Oando Plc has said it would record lower earnings for the second quarter ended June 30, 2016. In a notification to the Nigerian Stock Exchange (NSE), the oil firm said the lower earnings would result from the impact of the Naira devaluation by the Central Bank of Nigeria that is expected to amount to an unrealised foreign exchange loss arising from United States dollars (USD) denominated liabilities, outstanding bank trade facilities as well as vendor payables.
Oando said: “As at the time of the devaluation the company had USD denominated borrowings of $260 million in our Naira dominated earnings businesses, consisting of ~$68 Million in core loans, $89 million in bank trade facilities, $83 Million in asset financing and $21 million in other payables. A 40 per cent devaluation in the value of the Naira against the US dollar from the bank rate of N199.00:$1.00 to N280.00:$1.00, has effectively resulted in these significant foreign exchange losses which we have prudently booked into our financial statements.”
The indigenous energy group bounced back into profitability for the first quarter (Q1) ended March 31, 2016.
Despite the prevalent challenging operating landscape, the company recently assured stock operators during its ‘Facts behind the figures’ session at the NSE, of its desire to return to consistent profitability by growing its dollar earning higher margin upstream and export trading businesses.
Commenting on the company’s confidence in its diversified business model and the long-term prospects for growth in Nigeria and beyond, Group Chief Executive, Oando, Mr. Wale Tinubu, said: “This first quarter of 2016 demonstrated our dedication to return our business to profitability by the end of the 2016. We have implemented constructive corporate initiatives which are driving forces for our business in this new global reality of economic restraint and lower oil prices in our industry.

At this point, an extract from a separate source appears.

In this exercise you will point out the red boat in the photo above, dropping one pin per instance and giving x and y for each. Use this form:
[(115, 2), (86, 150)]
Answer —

The successful and ongoing implementation of these initiatives reiterates our strategy of growth, deleverage and a return to profitability by the end of 2016. As a group we have placed our focus on growing our upstream higher margined business while still holding fundamental interests in the midstream and downstream sectors. We look forward to a rewarding year, where we solidify our aspirations and return to profitability.”
Tinubu noted that market-driven efficiencies have encouraged the management to implement a necessary corporate reset through recapitalisation to ensure alternative capital access to optimise our business operations and value preservation for our shareholders.
Oando also recently agreed a N70.5 billion recapitalisation of its Downstream business with Vitol, the world’s largest commodities trader and Helios Investments Partners, a premier West African focused private equity firm.